Publication year - 2009
Publication title -
journal of advances in modeling earth systems
Language(s) - English
Resource type - Journals
SCImago Journal Rank - 3.03
H-Index - 58
ISSN - 1942-2466
DOI - 10.3894/james.2009.1.16
Subject(s) - turbulence , turbulence modeling , mesoscale meteorology , convection , boundary layer , meteorology , large eddy simulation , filter (signal processing) , planetary boundary layer , environmental science , mechanics , physics , computer science , computer vision
The tropical marine PBL under the influence of a deep convection system is investigated using a large‐domain LES that resolves a wide range of scales, from mesoscale cloud clusters down to energy‐containing turbulence. The simulated PBL is dominated by both turbulence and cloud‐induced cold‐pools. The variance of vertical velocity in the PBL resides mostly in the turbulence scales while that of water vapor mixing ratio resides mostly at the cold‐pool scales; however, both turbulence and cold‐pool scales contribute about equally to their covariance. The broad scale range of the LES flow field is decomposed into the filtered (i.e., cloud system) and the subfilter (i.e., small convection and turbulence) components using a Gaussian filter with various filter widths. Such decomposed flow fields are used to retrieve information of spatial distribution of the subfilter‐scale fluxes and their relationship to the filtered field.
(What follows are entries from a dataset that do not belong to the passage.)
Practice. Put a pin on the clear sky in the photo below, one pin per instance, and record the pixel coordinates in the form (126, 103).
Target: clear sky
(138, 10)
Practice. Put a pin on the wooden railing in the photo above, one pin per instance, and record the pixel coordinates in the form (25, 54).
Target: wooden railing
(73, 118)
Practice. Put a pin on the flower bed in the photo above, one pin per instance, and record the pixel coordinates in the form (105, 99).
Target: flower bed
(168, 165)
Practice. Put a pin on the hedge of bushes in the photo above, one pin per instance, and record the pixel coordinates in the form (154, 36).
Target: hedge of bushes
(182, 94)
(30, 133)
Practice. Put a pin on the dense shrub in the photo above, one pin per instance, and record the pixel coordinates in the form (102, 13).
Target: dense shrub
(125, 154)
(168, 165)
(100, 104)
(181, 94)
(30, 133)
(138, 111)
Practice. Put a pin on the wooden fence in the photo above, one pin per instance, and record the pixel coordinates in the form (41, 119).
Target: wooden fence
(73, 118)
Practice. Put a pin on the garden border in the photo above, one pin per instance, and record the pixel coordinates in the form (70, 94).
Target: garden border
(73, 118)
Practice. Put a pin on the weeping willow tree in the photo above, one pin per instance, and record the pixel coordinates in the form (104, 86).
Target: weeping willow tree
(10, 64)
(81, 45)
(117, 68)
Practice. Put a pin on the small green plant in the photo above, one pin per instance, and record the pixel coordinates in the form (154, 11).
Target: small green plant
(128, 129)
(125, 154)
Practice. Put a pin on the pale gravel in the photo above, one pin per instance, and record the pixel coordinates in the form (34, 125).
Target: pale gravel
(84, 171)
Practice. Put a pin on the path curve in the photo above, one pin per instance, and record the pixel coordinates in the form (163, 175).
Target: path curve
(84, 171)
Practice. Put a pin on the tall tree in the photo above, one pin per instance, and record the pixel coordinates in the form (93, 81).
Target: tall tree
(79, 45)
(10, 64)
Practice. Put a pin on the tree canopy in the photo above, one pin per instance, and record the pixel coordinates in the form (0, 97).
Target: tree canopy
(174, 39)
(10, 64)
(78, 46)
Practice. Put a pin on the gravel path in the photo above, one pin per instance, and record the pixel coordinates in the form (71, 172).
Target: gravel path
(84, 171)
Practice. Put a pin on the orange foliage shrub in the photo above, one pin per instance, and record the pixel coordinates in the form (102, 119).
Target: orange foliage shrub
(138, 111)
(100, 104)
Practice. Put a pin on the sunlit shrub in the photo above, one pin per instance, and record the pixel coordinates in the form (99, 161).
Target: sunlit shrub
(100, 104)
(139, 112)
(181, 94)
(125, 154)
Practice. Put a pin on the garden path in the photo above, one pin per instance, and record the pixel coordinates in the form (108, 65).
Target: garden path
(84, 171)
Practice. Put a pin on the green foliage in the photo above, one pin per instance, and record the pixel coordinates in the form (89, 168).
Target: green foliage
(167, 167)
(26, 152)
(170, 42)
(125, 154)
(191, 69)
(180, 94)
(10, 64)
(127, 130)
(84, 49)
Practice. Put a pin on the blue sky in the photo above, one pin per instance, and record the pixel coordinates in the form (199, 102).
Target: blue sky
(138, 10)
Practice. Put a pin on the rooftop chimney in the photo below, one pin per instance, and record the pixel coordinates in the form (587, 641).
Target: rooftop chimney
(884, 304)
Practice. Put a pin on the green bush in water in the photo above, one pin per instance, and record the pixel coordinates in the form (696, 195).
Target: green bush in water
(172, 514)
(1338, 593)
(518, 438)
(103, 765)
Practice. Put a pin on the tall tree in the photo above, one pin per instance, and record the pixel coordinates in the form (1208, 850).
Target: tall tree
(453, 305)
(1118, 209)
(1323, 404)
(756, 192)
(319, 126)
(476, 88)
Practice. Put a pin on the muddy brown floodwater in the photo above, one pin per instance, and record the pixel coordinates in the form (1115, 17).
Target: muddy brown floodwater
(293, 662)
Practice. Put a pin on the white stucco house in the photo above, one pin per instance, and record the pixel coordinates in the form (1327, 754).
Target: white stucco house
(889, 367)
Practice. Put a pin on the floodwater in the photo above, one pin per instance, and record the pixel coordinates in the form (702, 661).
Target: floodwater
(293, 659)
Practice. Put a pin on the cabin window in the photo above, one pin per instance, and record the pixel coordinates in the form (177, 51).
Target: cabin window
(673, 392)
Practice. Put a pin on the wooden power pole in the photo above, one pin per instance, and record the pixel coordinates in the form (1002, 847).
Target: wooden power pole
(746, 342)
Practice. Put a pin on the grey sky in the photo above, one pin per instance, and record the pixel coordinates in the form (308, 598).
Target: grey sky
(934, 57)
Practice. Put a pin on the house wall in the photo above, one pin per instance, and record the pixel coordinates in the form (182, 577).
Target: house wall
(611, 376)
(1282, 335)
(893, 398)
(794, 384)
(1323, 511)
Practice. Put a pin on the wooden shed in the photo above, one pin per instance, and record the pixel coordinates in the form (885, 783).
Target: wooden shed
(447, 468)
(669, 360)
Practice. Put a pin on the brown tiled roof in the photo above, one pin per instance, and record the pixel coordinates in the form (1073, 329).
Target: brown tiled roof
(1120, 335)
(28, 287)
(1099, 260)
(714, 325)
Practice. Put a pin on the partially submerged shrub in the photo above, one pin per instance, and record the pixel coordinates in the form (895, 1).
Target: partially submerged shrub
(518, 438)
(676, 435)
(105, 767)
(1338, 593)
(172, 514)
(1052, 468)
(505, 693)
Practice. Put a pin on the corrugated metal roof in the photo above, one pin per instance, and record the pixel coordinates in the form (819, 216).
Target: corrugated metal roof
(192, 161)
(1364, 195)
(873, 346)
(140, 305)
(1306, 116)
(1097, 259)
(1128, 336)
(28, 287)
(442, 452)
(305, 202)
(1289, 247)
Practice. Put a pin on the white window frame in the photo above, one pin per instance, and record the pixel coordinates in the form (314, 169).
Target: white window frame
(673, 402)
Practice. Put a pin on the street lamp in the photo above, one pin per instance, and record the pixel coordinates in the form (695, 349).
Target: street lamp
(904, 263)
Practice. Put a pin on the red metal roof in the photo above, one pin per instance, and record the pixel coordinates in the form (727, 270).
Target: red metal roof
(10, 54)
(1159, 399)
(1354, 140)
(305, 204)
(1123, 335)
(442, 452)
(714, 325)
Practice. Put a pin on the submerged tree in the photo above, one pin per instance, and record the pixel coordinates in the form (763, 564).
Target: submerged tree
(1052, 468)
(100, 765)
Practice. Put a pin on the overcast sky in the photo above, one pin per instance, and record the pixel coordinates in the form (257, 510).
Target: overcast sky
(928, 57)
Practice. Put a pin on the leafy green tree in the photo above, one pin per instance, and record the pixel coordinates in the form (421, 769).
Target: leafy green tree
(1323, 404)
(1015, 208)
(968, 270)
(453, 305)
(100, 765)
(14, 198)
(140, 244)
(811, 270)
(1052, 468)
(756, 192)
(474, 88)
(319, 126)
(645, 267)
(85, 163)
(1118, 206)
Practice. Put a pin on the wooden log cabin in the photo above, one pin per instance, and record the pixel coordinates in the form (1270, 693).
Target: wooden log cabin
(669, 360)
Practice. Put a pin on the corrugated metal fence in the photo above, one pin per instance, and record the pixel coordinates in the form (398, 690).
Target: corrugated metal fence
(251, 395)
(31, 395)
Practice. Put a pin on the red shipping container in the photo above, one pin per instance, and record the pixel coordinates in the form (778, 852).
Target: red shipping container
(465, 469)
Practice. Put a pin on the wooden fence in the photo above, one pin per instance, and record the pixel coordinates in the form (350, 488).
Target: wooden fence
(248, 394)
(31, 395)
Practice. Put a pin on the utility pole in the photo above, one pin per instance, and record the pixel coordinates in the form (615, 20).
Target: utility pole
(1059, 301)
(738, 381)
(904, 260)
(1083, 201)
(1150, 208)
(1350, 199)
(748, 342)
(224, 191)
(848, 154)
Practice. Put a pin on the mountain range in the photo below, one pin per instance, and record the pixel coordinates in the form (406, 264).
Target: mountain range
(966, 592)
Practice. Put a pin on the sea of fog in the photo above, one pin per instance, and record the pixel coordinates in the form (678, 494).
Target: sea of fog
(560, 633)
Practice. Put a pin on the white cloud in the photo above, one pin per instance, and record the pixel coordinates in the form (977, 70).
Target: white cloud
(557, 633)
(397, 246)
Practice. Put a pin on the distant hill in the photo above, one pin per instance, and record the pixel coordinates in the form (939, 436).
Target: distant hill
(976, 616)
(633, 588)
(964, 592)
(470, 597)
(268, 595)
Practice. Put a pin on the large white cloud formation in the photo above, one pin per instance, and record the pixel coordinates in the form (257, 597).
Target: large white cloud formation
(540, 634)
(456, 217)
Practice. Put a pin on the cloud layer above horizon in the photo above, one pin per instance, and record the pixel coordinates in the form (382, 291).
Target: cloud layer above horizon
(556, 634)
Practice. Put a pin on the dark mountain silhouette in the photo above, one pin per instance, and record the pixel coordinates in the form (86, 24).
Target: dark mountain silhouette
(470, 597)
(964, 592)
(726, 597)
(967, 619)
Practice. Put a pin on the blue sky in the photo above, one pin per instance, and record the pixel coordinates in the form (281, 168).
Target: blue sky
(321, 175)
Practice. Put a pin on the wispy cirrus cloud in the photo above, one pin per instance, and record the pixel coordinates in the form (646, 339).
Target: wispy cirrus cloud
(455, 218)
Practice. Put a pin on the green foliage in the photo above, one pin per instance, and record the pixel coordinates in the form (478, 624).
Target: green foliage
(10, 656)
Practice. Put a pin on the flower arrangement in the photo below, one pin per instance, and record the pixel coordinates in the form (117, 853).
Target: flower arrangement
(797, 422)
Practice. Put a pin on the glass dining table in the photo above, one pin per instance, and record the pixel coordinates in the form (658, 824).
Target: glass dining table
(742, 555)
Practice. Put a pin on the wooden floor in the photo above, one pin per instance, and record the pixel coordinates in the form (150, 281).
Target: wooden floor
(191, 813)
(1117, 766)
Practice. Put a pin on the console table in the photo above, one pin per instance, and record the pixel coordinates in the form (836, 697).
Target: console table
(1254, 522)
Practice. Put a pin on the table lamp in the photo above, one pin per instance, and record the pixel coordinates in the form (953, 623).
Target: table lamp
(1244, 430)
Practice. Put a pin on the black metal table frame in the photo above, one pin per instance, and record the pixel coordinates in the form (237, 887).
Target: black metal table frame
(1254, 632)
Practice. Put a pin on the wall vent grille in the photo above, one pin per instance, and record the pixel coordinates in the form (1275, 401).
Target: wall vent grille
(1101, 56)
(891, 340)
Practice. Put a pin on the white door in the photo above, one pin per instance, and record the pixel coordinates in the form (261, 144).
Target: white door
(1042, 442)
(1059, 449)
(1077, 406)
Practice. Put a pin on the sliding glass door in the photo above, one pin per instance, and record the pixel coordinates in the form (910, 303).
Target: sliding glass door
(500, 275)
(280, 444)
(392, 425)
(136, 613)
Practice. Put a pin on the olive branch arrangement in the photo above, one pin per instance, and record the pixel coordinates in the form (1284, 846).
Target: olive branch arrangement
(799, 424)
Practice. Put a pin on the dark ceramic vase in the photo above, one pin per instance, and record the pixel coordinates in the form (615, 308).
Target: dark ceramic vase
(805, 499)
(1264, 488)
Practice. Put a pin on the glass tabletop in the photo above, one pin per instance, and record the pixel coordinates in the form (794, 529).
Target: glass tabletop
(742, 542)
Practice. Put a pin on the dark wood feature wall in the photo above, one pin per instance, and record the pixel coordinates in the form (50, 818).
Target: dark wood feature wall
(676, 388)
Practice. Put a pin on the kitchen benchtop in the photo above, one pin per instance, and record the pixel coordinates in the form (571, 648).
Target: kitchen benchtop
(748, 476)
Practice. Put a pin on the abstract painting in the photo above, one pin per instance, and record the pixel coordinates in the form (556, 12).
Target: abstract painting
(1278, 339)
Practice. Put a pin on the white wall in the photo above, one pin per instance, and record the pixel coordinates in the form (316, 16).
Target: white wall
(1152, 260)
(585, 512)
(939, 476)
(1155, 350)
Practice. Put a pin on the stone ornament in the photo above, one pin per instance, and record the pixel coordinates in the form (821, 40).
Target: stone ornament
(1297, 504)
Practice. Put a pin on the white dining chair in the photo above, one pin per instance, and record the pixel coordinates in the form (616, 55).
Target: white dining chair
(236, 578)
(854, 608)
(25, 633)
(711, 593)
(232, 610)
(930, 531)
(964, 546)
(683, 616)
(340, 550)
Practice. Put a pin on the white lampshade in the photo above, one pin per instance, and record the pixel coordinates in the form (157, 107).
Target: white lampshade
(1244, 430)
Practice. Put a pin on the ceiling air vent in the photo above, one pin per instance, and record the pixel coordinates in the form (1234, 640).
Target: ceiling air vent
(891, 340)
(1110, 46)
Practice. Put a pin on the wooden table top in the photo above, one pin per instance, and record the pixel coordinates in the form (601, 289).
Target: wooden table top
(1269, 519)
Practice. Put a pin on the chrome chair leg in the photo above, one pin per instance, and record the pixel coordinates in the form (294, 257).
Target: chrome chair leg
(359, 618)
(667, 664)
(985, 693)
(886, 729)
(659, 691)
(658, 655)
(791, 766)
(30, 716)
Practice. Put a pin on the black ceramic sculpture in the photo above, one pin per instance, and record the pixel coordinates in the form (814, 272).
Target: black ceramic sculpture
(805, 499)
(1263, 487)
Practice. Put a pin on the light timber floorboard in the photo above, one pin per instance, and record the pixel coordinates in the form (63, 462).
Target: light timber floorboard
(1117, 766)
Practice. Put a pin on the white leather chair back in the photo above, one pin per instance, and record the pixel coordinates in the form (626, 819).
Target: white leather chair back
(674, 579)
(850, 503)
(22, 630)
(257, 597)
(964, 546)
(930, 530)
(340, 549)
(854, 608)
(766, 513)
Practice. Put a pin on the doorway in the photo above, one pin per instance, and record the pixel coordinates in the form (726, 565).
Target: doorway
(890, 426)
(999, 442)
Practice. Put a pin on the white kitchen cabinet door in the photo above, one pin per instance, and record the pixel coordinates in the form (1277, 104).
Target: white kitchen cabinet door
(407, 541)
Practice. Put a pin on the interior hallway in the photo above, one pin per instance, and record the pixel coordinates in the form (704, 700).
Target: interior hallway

This information is then used to evaluate the performance of an eddy‐viscosity model commonly used in cloud‐resolving models. The subfilter‐scale fluxes computed from the eddy‐viscosity model correlate reasonably with those retrieved from the LES in the lower cloud layer but not in the PBL; the correlation coefficients between the modeled and the retrieved fluxes are about 0.5 in the lower cloud layer but smaller than 0.2 in the PBL.